No one can deny that Prime Minister Sivio Berlusconi and Guido Bertolaso, of Italy’s Protezione Civile (Civil Protection Agency), have each used L’Aquila for both personal and political purposes.

Guzzanti’s film provides a number of telling vignettes. A tent erected by Italy’s Partito Democratico is seen through the seasons, summer, fall and winter, as it time-lapses into abandonment. L’Aquila’s abandoned and crumbling town center is filmed in apocalyptic nocturnal tints. She depicts the joy on the faces of the lucky few who, as Berlusconi promised, within a year received new quake-resistant apartments, complete with a bottle of spumante. We hear a wiretapped chat between two builders savoring the earthquake’s windfall profits.

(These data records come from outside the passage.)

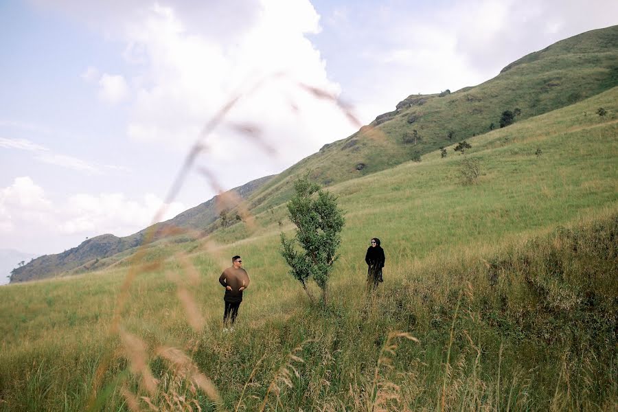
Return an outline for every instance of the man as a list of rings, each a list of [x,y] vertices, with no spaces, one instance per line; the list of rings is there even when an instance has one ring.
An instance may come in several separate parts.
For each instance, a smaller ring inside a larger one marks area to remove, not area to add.
[[[231,321],[231,330],[233,330],[236,315],[238,314],[238,307],[242,301],[242,291],[249,287],[249,275],[242,268],[242,260],[238,255],[232,258],[232,266],[227,268],[219,277],[219,283],[225,288],[225,295],[223,301],[225,303],[225,310],[223,312],[223,328],[227,330],[228,319]]]

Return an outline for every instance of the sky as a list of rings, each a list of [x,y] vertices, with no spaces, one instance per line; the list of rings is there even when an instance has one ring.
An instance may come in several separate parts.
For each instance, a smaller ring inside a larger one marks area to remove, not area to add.
[[[604,0],[0,0],[0,249],[128,236],[354,133],[341,107],[366,124],[617,23]]]

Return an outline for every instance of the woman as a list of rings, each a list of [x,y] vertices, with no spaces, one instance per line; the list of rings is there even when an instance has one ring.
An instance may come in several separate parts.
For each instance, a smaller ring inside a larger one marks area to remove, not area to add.
[[[374,238],[365,255],[365,262],[369,266],[367,270],[367,286],[372,286],[375,289],[378,284],[382,282],[382,268],[384,267],[385,260],[384,249],[380,247],[380,239]]]

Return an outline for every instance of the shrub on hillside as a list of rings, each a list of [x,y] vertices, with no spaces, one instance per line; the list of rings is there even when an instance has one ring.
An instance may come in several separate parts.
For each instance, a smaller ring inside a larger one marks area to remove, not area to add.
[[[339,258],[336,251],[345,224],[343,211],[337,207],[336,196],[309,181],[308,174],[294,182],[294,192],[287,206],[296,233],[291,239],[281,233],[280,253],[290,266],[290,274],[301,282],[311,301],[314,299],[307,282],[312,278],[322,290],[322,301],[326,304],[328,278]],[[317,198],[312,196],[314,194]],[[301,250],[297,249],[297,244]]]
[[[446,149],[440,146],[440,157],[442,159],[446,157]]]
[[[466,154],[466,149],[470,149],[472,148],[472,146],[465,140],[463,141],[460,141],[457,144],[457,146],[455,147],[453,149],[455,152],[461,152],[461,154]]]
[[[478,159],[464,157],[459,162],[459,182],[464,186],[474,185],[481,176],[481,162]]]
[[[514,122],[515,122],[515,113],[510,110],[502,112],[502,116],[500,117],[500,127],[506,127],[512,124]]]
[[[422,139],[422,138],[418,135],[418,130],[417,130],[416,129],[412,130],[411,134],[407,132],[404,133],[401,137],[401,139],[404,144],[416,144],[419,142],[419,141]]]

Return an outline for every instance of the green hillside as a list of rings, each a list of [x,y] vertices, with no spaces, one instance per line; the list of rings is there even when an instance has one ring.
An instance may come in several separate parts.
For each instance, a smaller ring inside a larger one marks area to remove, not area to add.
[[[303,170],[310,169],[324,185],[365,176],[485,133],[492,123],[498,128],[505,110],[519,108],[519,122],[617,85],[618,26],[592,30],[526,56],[478,86],[443,97],[410,95],[395,111],[282,172],[251,200],[257,210],[264,210],[289,197],[290,178]]]
[[[352,136],[325,145],[278,175],[257,179],[230,192],[239,193],[253,214],[273,211],[290,198],[292,181],[308,170],[316,181],[326,185],[361,177],[413,159],[420,160],[439,147],[487,133],[492,124],[499,128],[505,110],[519,109],[516,121],[520,122],[617,85],[618,26],[593,30],[525,56],[478,86],[449,94],[409,96],[397,104],[395,111],[378,116],[371,125]],[[16,268],[11,282],[117,264],[135,251],[144,233],[151,229],[157,233],[155,239],[169,238],[178,233],[176,229],[192,231],[195,238],[216,230],[222,223],[227,226],[235,222],[233,217],[238,214],[234,210],[230,211],[230,221],[219,219],[216,199],[130,236],[103,235],[62,253],[40,257]]]
[[[332,184],[346,226],[322,309],[278,254],[276,182],[251,221],[0,288],[0,411],[614,410],[618,87],[468,141]],[[367,295],[372,236],[385,280]],[[217,278],[236,253],[252,284],[226,334]]]

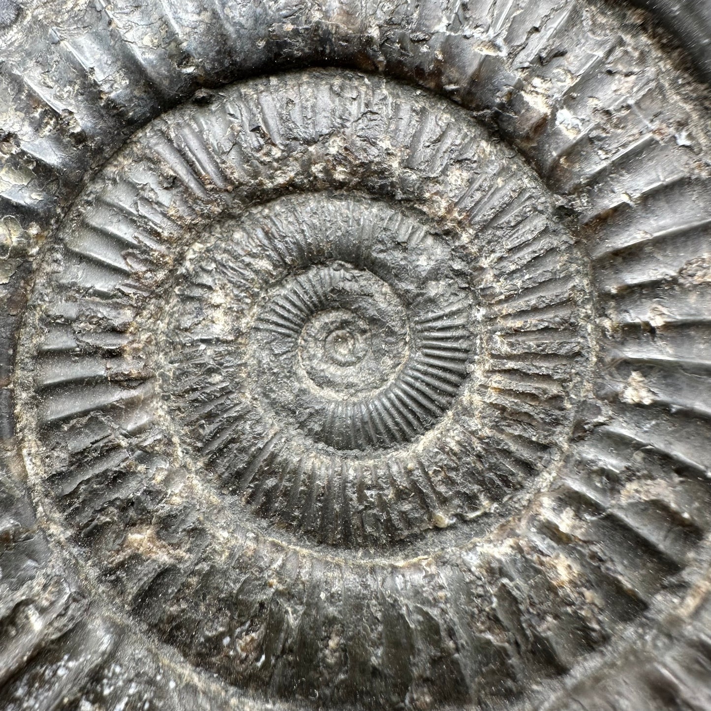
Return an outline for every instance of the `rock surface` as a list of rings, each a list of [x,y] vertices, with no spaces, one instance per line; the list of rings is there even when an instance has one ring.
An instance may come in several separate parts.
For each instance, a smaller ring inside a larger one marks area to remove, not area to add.
[[[0,43],[1,707],[711,706],[709,95],[659,24]]]

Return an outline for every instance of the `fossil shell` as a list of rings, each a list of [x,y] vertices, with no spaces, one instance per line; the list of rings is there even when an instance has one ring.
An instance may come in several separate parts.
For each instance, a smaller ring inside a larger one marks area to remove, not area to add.
[[[372,4],[1,6],[3,707],[711,705],[707,90]]]

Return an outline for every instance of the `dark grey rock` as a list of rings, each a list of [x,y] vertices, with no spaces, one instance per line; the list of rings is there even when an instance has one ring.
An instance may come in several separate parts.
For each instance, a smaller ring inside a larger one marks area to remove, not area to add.
[[[658,23],[0,37],[0,706],[711,705],[708,92]]]

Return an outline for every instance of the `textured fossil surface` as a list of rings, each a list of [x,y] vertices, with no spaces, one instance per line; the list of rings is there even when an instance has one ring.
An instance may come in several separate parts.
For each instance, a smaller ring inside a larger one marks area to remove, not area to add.
[[[649,16],[0,41],[1,707],[711,706],[708,95]]]

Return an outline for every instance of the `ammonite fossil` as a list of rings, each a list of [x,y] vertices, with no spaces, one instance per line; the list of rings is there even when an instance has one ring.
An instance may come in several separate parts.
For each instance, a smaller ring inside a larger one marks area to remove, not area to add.
[[[0,707],[711,707],[703,50],[602,0],[0,28]]]

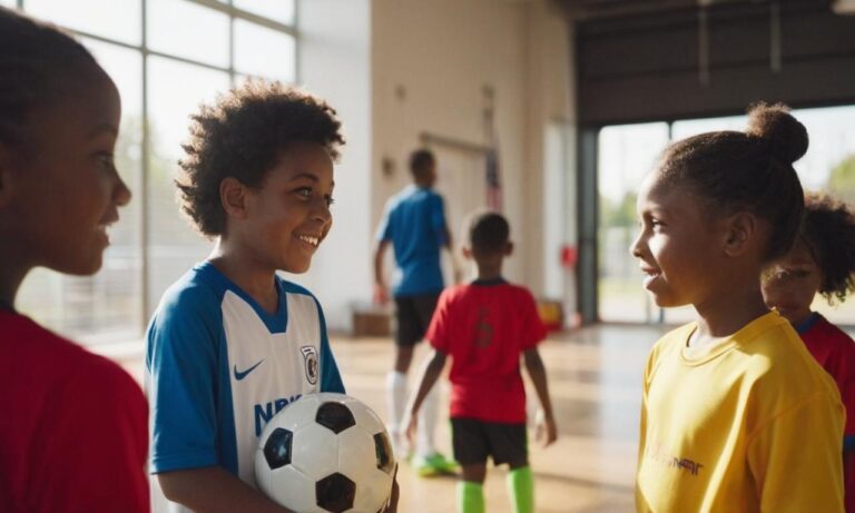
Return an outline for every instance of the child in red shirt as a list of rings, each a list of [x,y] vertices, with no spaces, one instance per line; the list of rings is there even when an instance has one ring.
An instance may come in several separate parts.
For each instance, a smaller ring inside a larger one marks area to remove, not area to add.
[[[130,200],[119,92],[80,43],[3,8],[0,91],[0,511],[148,512],[142,391],[14,309],[33,267],[101,267]]]
[[[820,314],[810,310],[817,293],[829,304],[855,288],[855,214],[827,195],[805,197],[805,220],[789,254],[765,275],[766,304],[786,317],[807,349],[837,382],[846,407],[844,499],[855,513],[855,342]]]
[[[546,329],[531,293],[502,278],[502,262],[513,249],[509,231],[508,221],[495,213],[476,215],[470,223],[463,254],[475,260],[478,279],[442,293],[425,337],[433,354],[425,362],[409,412],[407,435],[412,438],[419,408],[451,356],[452,445],[462,470],[458,483],[458,511],[462,513],[484,512],[488,456],[497,465],[510,466],[513,511],[534,511],[520,354],[543,410],[539,435],[546,435],[547,445],[557,437],[547,373],[537,347]]]

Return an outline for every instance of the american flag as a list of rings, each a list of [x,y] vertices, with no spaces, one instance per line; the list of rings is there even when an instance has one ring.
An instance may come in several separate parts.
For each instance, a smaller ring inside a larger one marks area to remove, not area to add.
[[[499,169],[499,149],[493,146],[487,151],[487,206],[491,210],[502,211],[502,180]]]

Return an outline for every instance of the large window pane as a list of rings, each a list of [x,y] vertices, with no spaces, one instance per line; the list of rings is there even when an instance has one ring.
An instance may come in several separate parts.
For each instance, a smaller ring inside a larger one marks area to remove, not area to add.
[[[139,45],[140,0],[27,0],[27,12],[70,29]]]
[[[149,308],[195,263],[210,251],[210,243],[179,215],[174,180],[178,176],[181,142],[187,139],[189,115],[202,101],[228,89],[228,75],[170,59],[149,59],[150,223]]]
[[[228,16],[184,0],[148,0],[153,50],[228,67]]]
[[[294,0],[234,0],[234,6],[281,23],[294,22]]]
[[[294,38],[245,20],[235,20],[235,69],[242,73],[294,81]]]
[[[141,61],[137,51],[83,39],[82,42],[112,77],[122,99],[116,164],[134,194],[141,174]],[[142,205],[131,199],[119,209],[110,228],[101,270],[72,277],[47,269],[31,273],[20,289],[18,306],[57,332],[87,344],[137,339],[141,336],[141,251],[139,216]]]
[[[602,320],[650,322],[658,308],[642,289],[629,247],[638,235],[636,197],[668,144],[664,122],[606,127],[599,135],[599,313]]]

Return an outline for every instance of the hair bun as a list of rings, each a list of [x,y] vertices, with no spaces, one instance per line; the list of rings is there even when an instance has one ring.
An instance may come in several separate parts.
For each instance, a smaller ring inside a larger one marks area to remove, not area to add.
[[[784,103],[760,101],[750,106],[745,131],[767,140],[773,157],[787,164],[795,162],[807,151],[807,130]]]

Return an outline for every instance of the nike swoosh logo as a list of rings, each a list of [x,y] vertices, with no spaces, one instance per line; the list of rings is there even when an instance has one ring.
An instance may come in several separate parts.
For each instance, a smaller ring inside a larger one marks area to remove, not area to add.
[[[244,372],[239,372],[237,369],[237,365],[235,365],[235,379],[240,381],[249,375],[250,372],[255,371],[255,367],[262,365],[264,363],[264,358],[262,358],[257,364],[253,365],[252,367],[247,368]]]

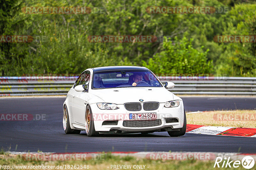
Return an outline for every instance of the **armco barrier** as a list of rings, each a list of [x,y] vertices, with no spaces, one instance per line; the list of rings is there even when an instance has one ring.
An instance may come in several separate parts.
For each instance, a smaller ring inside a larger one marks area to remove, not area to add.
[[[256,95],[256,77],[163,77],[175,94]],[[0,77],[0,96],[65,95],[77,77]]]

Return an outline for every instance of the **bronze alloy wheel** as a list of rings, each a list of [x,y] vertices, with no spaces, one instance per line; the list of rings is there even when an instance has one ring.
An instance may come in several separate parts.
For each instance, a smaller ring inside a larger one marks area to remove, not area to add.
[[[67,129],[67,126],[68,124],[68,112],[67,111],[67,108],[64,107],[64,110],[63,111],[63,128],[64,131]]]
[[[85,131],[87,134],[89,133],[91,126],[91,112],[90,110],[87,108],[85,112]]]

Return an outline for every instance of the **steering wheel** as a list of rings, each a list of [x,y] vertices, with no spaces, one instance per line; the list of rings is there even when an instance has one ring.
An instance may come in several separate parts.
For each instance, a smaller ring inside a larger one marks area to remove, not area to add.
[[[136,83],[136,84],[140,84],[140,83],[146,83],[147,84],[148,84],[147,82],[146,82],[146,81],[138,81],[138,82]]]

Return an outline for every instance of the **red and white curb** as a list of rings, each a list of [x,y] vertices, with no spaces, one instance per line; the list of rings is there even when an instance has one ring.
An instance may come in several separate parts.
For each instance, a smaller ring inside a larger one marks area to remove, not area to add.
[[[187,133],[205,135],[256,138],[256,128],[187,124]]]
[[[8,152],[13,155],[20,155],[23,159],[28,160],[104,160],[105,155],[111,154],[114,156],[132,156],[138,158],[150,160],[213,160],[217,157],[230,158],[231,160],[242,160],[245,156],[250,156],[256,160],[256,153],[242,153],[237,152]]]

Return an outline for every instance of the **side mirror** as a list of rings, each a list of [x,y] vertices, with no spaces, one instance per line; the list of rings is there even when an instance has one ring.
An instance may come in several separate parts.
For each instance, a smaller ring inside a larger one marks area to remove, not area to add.
[[[170,81],[164,81],[162,83],[166,89],[172,89],[175,86],[175,84],[173,83]]]
[[[78,92],[88,92],[88,85],[81,85],[75,87],[75,90]]]

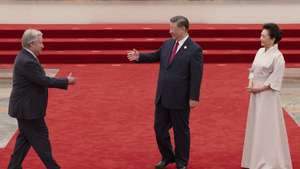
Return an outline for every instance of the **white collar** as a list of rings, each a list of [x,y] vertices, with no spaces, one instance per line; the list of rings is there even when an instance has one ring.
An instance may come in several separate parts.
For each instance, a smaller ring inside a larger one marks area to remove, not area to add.
[[[25,47],[24,47],[24,49],[25,49],[27,52],[29,52],[30,54],[32,54],[35,58],[37,58],[37,56],[36,56],[30,49],[25,48]]]
[[[264,52],[272,51],[273,49],[275,49],[275,50],[278,49],[278,44],[273,45],[267,51],[266,51],[266,48],[265,48]]]
[[[186,35],[183,39],[181,39],[180,41],[178,41],[178,47],[176,52],[179,51],[179,49],[182,47],[182,45],[184,44],[184,42],[189,38],[189,35]]]
[[[184,44],[184,42],[189,38],[189,35],[186,35],[183,39],[181,39],[180,41],[178,41],[179,46],[182,46]]]

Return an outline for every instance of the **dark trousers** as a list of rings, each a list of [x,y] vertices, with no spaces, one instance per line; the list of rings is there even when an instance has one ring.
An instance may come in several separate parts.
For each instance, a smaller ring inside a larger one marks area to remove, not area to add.
[[[22,162],[32,146],[47,169],[59,169],[52,157],[48,128],[44,118],[18,119],[19,135],[8,169],[22,169]]]
[[[176,165],[187,166],[190,153],[189,107],[168,109],[160,102],[156,104],[154,129],[162,160]],[[173,152],[169,130],[173,128],[175,153]]]

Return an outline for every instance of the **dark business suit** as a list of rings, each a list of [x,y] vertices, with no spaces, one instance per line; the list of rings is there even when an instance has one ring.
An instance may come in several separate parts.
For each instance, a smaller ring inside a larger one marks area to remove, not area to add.
[[[15,58],[9,115],[17,118],[19,135],[8,169],[21,169],[32,146],[48,169],[60,168],[52,157],[48,128],[44,117],[48,88],[68,88],[66,78],[47,77],[43,67],[30,52],[22,49]]]
[[[154,53],[140,54],[138,62],[160,62],[156,92],[155,133],[165,161],[186,166],[189,160],[189,100],[199,100],[203,72],[202,49],[188,38],[169,63],[174,39],[165,41]],[[175,154],[169,129],[175,135]]]

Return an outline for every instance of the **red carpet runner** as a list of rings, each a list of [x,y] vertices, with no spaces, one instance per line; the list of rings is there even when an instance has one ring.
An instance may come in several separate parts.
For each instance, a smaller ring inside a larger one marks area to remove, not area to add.
[[[50,90],[47,121],[62,169],[153,169],[160,159],[153,130],[158,65],[47,67],[60,68],[60,76],[71,71],[78,77],[67,92]],[[201,104],[191,112],[190,169],[240,169],[248,67],[206,64]],[[300,130],[288,116],[286,123],[294,169],[299,169]],[[15,138],[0,150],[1,169],[14,143]],[[44,167],[31,150],[24,168]]]

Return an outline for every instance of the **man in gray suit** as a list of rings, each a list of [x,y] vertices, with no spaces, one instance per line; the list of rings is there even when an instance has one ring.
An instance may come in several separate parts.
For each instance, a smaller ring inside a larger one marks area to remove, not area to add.
[[[188,34],[189,21],[184,16],[170,19],[171,39],[166,40],[154,53],[128,52],[128,59],[137,63],[160,62],[155,99],[154,128],[162,160],[155,165],[163,169],[176,162],[185,169],[190,152],[190,108],[199,101],[203,72],[202,48]],[[173,127],[175,153],[169,129]]]
[[[66,78],[51,78],[37,56],[44,48],[43,34],[28,29],[22,37],[23,49],[15,58],[13,87],[9,100],[9,115],[18,121],[19,135],[8,169],[22,169],[22,162],[32,146],[47,169],[59,169],[51,152],[48,128],[45,122],[48,88],[67,89],[75,84],[69,74]]]

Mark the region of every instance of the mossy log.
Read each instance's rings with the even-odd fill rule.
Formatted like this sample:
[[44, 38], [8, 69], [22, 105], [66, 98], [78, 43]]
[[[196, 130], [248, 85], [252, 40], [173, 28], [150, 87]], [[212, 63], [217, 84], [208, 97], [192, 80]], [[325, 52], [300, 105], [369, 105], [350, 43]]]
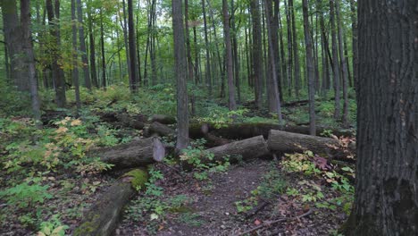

Guzzanti notes that under Bertolaso, the civil protection agency increased its range of responsibilities and was in better position to profit, through graft, to accumulate and spend funds. In addition to putting out forest fires and coping with natural disasters, the agency used taxpayer money to organize swimming championships, papal visits and the G8 conference, which was moved from Sardinia to L’Aquila at significant expense.

Guzzanti doesn’t stop there. She takes us to Berlusconi’s bedroom to hear him talking sex with escort Patrizia d’Addario on U.S. election night. Guzzanti then introduces us to the son of Vito Ciancimino, Mafioso and former mayor of Palermo. Ciancimino junior answers the mother of all anti-Berlusconi questions: where the money for suburban Milan real estate development Milano2, Berlusconi’s first big break, came from.

This is fascinating stuff, but tells us more about the Manichean mindsets of Tony Judt’s post-war Europe than about L’Aquila. And it turns a well-intentioned piece of investigative journalism into an Italian shaggy-dog story where the answer to every question is “conspiracy.”

Thus, the decision to build earthquake-quake proof homes outside the town’s center, perhaps not unreasonable, is proof that the two Bs and their developer friends connive to replace Italy’s small-town social and architectural fabric with urban sprawl.

Likewise, civil protection’s heavy-handed curfews are a front for herding honest citizens into camps to humiliate and control them. Never mind that it might be to prevent people from returning to their dangerous homes. So complete and nefarious is the conspiracy, that it suppressed warnings of the imminent quake in the sole interest of the conspirators.

Depicting failures like those at L’Aquila as diabolic machinations so perfect and complete is risky and counterproductive to Guzzanti’s goal of political mobilization and consciousness-raising. Stretched truths play into the hands of her debunkers. Attributing L’Aquila’s difficult recovery solely to the evil tricks of shadowy higher ups only encourages ordinary Italians to excuse themselves from taking the hundreds of small and often uncomfortable stands that will eventually add up to a civil society capable of opposing Berlusconi and his mindset.

All-encompassing plot theories sap the will to fight back. They inflate the apparent size and power of the conspiracy and by extension the size and power necessary for an opposition to defeat it. When people believe all evil stems from a single system too obscure and distant to change, they stop believing they can make a difference at a local level.

This is the real damage caused by “Draquila,” not the damage to Italy’s image abroad that inspired Italian Culture Minister Sandro Bondi to boycott the Cannes Film Festival where “Draquila” debuted.

In “Post War,” Judt quotes a 1947 letter published in the Communist journal Il Politecnico. In it writer Elio Vittorini reprimanded Palmiro Togliatti, the founder of Italy’s Communist party: “Culture cannot be subordinated to politics, except at its own expense and the price of truth.”

When Guzzanti ties the messy reality of natural disaster in a neat political package, the result is neither effective journalism nor good art. But for now, it’s all we have. See “Draquila” anyway.

Editor’s note: Judt died in August 2010.

Madeleine Johnson has written her "Notebook" column for more than a decade. She lived in Italy for almost 30 years, mostly in Milan, before returning to the U.S. in 2017. Her work has been published in the "Financial Times" and "New York Post."